The ancient science and philosophy of alchemy was aimed at achieving the best by transforming the raw, the crude. Skye Nicholson’s Unexpected Alchemy relives that tradition in poetic depiction of her life’s transformation.
These poems of “addiction and awakening” – as the poet calls them – follow the four alchemy phases and accordingly the book is divided in four sections: (1) Calcination and Dissolution, (2) Separation and Conjunction, (3) Fermentation, and (4) Distillation and Coagulation. In that order, the life in these poems starts raw, moves through wear-and-tear, dissolves and purifies, and ultimately becomes a new life that is beautiful and polished.
Nicholson’s poems in Unexpected Alchemy are short, mostly a page or less.
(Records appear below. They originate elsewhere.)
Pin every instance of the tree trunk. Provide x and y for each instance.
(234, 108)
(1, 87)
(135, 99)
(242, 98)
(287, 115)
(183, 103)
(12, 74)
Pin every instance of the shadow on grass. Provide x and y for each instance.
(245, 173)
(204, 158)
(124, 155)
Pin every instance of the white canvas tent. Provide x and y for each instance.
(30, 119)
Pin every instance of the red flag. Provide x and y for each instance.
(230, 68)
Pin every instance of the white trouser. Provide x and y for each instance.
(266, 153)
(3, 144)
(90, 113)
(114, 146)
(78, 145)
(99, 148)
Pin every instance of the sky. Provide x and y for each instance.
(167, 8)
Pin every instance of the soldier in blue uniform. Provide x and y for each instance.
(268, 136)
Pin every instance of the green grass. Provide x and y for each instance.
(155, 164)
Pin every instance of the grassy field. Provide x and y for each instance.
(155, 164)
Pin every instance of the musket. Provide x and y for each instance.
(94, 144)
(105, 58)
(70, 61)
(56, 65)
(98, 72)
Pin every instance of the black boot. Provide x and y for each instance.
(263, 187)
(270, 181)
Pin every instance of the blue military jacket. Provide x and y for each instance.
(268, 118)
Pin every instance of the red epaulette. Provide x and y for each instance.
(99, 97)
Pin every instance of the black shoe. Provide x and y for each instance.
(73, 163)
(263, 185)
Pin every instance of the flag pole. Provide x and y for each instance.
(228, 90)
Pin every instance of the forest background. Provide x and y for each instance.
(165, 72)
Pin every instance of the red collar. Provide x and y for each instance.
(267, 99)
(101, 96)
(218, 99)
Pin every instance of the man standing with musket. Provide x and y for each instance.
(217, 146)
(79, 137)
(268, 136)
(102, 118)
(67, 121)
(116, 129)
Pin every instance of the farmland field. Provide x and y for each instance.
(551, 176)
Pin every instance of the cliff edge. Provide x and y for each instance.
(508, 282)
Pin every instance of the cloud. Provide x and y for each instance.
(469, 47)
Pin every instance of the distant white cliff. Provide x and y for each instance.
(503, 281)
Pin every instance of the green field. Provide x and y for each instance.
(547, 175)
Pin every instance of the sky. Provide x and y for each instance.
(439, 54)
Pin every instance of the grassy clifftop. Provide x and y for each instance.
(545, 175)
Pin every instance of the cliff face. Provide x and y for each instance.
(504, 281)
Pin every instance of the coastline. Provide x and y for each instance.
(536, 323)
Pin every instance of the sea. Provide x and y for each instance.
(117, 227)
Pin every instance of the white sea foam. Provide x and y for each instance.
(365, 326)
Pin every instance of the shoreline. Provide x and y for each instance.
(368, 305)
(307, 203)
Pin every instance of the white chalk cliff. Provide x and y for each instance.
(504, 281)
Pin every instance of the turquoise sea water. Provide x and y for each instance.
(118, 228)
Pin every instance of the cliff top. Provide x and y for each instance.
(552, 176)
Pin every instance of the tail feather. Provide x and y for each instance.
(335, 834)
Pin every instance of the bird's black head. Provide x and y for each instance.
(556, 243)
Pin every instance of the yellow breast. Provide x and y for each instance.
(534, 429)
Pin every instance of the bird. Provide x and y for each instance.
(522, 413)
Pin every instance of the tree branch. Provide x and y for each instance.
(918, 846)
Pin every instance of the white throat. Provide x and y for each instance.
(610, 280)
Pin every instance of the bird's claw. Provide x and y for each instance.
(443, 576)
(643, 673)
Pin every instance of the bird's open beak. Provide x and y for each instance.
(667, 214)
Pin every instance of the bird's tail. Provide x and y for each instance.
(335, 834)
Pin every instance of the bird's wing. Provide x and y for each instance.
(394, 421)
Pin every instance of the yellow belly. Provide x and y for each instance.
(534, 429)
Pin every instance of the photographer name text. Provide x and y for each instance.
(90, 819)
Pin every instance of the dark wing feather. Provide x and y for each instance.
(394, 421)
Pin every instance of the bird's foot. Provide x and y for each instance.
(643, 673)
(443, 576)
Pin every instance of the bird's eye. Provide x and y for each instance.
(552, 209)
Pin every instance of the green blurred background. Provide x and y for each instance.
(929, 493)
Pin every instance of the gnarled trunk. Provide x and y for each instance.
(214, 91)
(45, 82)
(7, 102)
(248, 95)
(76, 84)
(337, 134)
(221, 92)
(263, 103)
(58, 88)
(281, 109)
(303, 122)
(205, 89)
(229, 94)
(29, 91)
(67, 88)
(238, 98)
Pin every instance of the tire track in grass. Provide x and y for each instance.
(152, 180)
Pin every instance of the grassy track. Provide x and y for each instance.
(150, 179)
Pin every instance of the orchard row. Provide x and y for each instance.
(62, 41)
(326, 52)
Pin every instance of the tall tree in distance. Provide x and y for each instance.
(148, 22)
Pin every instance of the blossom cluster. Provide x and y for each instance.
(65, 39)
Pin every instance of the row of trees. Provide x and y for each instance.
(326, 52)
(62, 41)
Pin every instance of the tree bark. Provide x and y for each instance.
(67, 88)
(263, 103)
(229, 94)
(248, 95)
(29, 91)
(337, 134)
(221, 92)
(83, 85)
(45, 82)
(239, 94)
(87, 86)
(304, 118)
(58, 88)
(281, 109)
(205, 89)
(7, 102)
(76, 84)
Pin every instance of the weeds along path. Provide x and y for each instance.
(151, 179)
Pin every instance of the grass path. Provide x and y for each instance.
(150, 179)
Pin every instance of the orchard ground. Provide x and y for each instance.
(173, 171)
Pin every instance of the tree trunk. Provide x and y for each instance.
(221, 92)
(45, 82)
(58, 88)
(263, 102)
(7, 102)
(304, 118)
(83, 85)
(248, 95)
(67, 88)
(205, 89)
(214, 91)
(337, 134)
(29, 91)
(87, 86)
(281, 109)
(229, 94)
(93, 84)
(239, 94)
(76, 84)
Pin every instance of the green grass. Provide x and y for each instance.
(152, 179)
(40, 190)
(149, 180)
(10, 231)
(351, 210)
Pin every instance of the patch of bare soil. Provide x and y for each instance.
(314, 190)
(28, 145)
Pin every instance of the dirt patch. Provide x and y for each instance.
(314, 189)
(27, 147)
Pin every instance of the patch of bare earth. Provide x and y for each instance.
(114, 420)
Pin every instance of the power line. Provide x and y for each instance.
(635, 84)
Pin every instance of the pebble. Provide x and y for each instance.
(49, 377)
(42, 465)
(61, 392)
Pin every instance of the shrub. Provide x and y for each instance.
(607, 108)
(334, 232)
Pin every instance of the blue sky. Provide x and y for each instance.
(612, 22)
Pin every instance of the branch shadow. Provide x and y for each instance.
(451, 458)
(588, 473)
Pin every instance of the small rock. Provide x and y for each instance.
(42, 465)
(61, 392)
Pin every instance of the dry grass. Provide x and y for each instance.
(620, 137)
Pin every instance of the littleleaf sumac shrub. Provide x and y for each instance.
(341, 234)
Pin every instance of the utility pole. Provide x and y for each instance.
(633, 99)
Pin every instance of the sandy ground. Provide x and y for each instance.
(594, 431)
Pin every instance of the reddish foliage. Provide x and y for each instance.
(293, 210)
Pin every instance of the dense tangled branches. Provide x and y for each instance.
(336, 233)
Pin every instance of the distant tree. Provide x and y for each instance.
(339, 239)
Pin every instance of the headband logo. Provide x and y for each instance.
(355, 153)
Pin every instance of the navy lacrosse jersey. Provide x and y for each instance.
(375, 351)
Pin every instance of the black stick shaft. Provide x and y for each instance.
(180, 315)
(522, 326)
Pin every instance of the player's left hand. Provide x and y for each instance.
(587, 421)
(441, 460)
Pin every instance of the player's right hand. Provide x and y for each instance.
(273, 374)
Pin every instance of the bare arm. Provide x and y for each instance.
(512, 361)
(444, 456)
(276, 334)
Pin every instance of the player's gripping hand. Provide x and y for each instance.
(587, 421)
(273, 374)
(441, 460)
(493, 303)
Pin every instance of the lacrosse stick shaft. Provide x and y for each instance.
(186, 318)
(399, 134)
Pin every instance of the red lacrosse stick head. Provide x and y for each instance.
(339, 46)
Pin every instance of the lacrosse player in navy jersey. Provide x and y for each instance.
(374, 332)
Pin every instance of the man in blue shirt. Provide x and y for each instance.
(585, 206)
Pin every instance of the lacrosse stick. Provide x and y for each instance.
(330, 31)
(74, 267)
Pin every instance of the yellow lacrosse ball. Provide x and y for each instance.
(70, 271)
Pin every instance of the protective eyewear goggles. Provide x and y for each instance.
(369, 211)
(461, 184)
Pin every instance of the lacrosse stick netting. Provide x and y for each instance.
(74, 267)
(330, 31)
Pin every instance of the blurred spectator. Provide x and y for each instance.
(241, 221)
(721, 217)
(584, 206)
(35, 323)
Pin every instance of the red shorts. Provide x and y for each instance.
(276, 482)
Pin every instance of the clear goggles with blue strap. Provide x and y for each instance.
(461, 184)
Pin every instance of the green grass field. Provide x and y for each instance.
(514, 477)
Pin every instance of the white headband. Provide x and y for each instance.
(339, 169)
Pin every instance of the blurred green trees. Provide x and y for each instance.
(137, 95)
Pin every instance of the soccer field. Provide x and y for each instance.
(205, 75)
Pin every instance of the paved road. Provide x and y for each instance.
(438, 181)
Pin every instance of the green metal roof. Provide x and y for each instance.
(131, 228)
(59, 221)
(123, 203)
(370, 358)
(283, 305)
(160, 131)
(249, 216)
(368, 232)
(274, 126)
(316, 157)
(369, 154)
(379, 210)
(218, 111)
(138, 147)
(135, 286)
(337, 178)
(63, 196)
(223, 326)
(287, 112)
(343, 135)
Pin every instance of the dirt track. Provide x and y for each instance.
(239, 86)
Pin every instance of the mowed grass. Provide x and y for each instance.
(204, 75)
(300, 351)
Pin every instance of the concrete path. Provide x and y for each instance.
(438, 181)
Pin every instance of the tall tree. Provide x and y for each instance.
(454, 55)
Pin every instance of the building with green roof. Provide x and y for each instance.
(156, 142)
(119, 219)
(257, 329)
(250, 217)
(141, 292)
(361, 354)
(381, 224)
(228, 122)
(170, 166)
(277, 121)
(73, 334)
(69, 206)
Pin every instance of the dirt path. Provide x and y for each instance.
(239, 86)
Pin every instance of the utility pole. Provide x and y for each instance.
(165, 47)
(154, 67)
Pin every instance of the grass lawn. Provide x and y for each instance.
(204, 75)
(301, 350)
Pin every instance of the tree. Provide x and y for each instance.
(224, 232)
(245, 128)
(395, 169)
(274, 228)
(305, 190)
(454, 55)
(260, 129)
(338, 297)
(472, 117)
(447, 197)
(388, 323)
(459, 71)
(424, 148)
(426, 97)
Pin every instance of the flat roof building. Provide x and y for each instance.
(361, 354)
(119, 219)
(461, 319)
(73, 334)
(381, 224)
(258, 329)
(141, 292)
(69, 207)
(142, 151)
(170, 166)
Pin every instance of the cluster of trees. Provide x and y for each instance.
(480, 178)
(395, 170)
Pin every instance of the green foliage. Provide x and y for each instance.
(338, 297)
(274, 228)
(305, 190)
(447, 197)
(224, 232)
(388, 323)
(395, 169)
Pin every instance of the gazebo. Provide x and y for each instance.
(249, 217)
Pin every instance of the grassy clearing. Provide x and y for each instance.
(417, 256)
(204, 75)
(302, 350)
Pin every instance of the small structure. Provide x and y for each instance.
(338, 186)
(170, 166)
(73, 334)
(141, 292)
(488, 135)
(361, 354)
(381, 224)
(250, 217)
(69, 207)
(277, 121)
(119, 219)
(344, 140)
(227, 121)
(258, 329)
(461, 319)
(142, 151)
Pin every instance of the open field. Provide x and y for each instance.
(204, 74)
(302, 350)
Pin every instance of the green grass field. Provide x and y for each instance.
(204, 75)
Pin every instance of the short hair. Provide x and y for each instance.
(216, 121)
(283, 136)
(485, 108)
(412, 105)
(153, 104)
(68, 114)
Each poem, however, is a mini story of its own, or in many cases, a picture in words since it has distinct imagist features. Each poem comes as a chapter in a life undergoing alchemical transformation from the broken and despaired phase in “Sloshed” (the first poem) to the healed and at-peace state in “Return of Sandhill Cranes” (the last poem).
There are some prose poems in this collection and a few with specialized structures as against the standard stanza structure of traditional poetry. The shift in structure, at times, complements the general theme of transformation that laces the stories together in these poems. Aside from the familiar metaphor of journey for life, Unexpected Alchemy seems to employ several metaphors of nature for phases of life. In “Dissolved” (p. 24), the various states of water in nature – ebb, flow, freeze, thaw, condense etc – embody the range of emotions one experiences in their personal life facing challenges. There is more winter in the first half and more spring in the latter one, parallel to the transformation via alchemy.
The mode is mainly narrative and works best this way for memories of phases of life that make stories, which in turn become verse. This creates an alchemy of versification via Nicholson’s furnace of creativity – an “unexpected alchemy” if you will. Not surprisingly, she starts her poems “Fires Part I” (p. 9) and “Fires Part II” (p. 31) with the same line: “I used to start fires everywhere.”
Unexpected Alchemy brings the soul of life’s transformation out in lines that speak directly to the soul. Through this book, Skye Nicholson comes across genuine, strong, and alive.